The biggest push forward, however, will be in 3D printing. Eventually, we will be able to go from design to finished product without even a touch, in less than an hour. 3D printed permanent crowns have become a reality, but work remains to be done in regard to automation of the post-processing. Especially when using validated materials, you need to follow every step of the validated process as precisely as possible, so automation will be the next big leap in printing permanent crowns.
Another goal on which I am collaborating with some 3D printing companies is to automate the process even more by building robotic loader arms to take the prints, put them in the tanks automatically, remove them when ready, take them off the build plate, and process them as needed. Automation can create a seamless process that can run 24/7.
IDT: As exciting as all of this is, which processes in the laboratory should never be automated?
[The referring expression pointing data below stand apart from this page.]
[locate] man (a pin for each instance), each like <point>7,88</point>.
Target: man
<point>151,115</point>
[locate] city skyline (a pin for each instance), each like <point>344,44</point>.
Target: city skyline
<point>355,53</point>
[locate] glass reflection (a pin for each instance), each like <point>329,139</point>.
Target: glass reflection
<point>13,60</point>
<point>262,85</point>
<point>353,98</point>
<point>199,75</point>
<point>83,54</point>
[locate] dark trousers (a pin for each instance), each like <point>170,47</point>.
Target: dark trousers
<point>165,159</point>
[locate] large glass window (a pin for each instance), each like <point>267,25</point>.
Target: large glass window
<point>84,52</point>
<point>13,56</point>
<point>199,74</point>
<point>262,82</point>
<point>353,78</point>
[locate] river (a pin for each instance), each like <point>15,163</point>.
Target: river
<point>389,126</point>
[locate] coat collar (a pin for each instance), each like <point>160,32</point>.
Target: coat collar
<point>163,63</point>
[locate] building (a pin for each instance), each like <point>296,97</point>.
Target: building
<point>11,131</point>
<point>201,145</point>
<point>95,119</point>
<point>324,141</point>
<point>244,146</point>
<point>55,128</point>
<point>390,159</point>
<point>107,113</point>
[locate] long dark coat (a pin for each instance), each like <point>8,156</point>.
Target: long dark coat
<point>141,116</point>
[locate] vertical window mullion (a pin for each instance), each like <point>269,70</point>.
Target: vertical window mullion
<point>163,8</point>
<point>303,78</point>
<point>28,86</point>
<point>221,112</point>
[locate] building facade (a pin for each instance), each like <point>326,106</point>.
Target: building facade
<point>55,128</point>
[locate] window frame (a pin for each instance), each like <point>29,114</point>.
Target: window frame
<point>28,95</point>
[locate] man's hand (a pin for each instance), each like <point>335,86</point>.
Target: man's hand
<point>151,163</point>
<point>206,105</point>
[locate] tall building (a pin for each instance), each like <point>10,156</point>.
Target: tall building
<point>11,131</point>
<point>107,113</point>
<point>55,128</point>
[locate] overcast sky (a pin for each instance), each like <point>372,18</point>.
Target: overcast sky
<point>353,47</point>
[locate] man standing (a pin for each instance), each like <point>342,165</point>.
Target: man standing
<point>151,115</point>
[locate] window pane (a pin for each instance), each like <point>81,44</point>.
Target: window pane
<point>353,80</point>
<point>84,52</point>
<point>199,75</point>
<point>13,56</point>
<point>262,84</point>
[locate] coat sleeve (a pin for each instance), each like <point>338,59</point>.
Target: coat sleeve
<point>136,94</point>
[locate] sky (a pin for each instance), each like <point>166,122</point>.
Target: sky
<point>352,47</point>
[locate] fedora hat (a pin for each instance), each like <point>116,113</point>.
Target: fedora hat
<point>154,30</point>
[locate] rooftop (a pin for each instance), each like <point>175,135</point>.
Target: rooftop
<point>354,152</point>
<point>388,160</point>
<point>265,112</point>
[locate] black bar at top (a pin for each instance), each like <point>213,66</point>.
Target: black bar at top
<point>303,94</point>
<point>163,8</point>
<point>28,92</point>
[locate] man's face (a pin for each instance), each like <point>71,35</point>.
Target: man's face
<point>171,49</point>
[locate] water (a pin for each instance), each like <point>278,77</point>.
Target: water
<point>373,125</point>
Flor: Morphology and design; AI can never entirely replace human intellect in those areas. Additionally, and perhaps most importantly, we as technicians work with clinicians who are human. Even with guided surgeries and other advanced technologies in the operatory, many interventions still require the human factor, and it is that dynamic that will always make technicians important members of the team. The human body is very unpredictable, and we need to be able to adapt throughout treatment. That is why skilled technicians and people who invest in education will always be busy. New systems will continue to automate bigger chunks of the workflow. Keep an eye out, and realize that this is not a threat; it is just a tool that can benefit us in a larger sense.